There’s a kind of performance that is difficult to review. So erratic and zany that you sit there wondering whether it’s the worst thing you’ve ever seen or the best. And while I couldn’t say I’m 100% sure, I’m fairly certain James McAvoy’s turn as Jack Gurney falls into the latter.
Written by Peter Barnes back in the 60s, The Ruling Class tells the story of Jack Gurney and the aftermath of him inheriting his father’s estate to become the 14th Earl of Gurney. A paranoid schizophrenic who genuinely believes he is God, he battles with his extended family to hold onto his fortune. While they want to see Jack married with an heir in order to be able to section him and take control once more, he is determined to prove his sanity.
Ahead of its time when written, this is as much about challenging our perceptions of the English aristocracy as it is about the frame of mind of the central character. And while those perceptions are perhaps less relevant in the 21st century, the play never feels outdated.
Partly that’s because the writing is undeniably sharply throughout. Barnes perfectly balances the more off the wall setups with the sincere dialogue to create a frenetic evening that constantly leaves you guessing what’s going to come next. Part comedy, part psycho-drama, part thriller, it jumps around tonally in a way that few plays dare to do. One minute you’re watching a man battling his inner demons, the next is complete farce. But with a real sense of wit and a central character who knows who he is (even if those around him are in disbelief) it works.
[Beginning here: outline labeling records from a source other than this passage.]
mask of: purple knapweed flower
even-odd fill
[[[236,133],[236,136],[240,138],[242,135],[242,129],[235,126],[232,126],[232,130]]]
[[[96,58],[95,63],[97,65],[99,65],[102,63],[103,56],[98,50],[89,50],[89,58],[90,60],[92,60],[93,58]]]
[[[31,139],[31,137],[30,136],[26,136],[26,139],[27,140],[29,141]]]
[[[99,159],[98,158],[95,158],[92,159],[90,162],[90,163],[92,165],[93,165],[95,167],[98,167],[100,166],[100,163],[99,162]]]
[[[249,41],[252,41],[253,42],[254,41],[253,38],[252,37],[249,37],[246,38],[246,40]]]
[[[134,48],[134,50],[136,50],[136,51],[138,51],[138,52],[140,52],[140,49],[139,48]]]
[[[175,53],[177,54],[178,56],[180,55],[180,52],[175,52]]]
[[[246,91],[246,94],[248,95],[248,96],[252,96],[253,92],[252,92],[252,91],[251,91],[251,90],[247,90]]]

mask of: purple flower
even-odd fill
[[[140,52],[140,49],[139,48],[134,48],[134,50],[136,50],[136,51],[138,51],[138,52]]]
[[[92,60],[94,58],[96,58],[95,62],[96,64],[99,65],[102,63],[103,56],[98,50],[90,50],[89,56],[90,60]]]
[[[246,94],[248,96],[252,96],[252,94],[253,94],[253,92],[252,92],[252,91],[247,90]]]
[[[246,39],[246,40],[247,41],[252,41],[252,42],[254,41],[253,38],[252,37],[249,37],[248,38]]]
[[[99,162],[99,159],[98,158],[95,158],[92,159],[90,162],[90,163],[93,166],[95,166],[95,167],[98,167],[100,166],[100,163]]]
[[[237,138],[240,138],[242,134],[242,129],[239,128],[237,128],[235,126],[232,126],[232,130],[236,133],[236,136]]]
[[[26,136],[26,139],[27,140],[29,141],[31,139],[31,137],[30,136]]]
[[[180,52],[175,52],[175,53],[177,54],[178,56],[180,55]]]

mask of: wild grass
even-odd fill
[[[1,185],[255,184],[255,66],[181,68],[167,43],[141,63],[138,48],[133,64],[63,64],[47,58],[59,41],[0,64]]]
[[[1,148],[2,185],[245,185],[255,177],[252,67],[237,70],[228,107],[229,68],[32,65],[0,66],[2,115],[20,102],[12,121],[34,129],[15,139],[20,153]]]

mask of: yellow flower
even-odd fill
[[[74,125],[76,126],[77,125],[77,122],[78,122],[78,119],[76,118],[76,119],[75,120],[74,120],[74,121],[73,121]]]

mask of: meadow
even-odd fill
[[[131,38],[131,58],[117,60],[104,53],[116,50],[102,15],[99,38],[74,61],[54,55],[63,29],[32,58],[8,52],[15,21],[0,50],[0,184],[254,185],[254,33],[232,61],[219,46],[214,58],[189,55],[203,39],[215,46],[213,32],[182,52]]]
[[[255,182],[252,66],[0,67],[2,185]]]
And it’s McAvoy that pulls it off. He’s both charming and terrifying as Jack, and there’s an energy to his performance that is tiring to watch. His name is above the title in this production, and he doesn’t let anyone forget it. By embracing the play’s slightly odder moments and inviting the audience into his mind, he’s oddly alluring. And it’s safe to say that you won’t find another production in London where you get to see the lead character ride around on a unicycle in his y-fronts.
On the whole this is an incredibly strong cast though. Kathryn Drysdale as Jack’s wife Grace Shelley, Ron Cook as Sir Charles Gurney, Serena Evans as Lady Claire Gurney and the ridiculously endearing Anthony O’Donnell as the family butler Daniel Tucker all hold their own in a production that could have fallen flat with weaker supporting performances.
It’s a real credit to director Jamie Lloyd to be able to balance the performances so well. Particularly in a production that, as with many of Lloyd’s most recent works, toes the line between style and substance very carefully. There’s no doubt that this is a Marmite show like many of his others, but for those who are willing to give it a taste and open themselves up to a play which isn’t afraid to challenge the audience’s perceptions, it’s a rewarding piece.
Row D, seat 28. This was my first time at Trafalgar Studios and while the view was second to none (especially at the reduced rate for being slightly to the side) it wasn’t the most comfortable seat I’ve been in. Being on the curve and with a fold down seat that almost turns to a bench, there were times that felt a bit like my neighbour was about to get on my lap. Still in such close proximity to the stage, I can’t complain too much.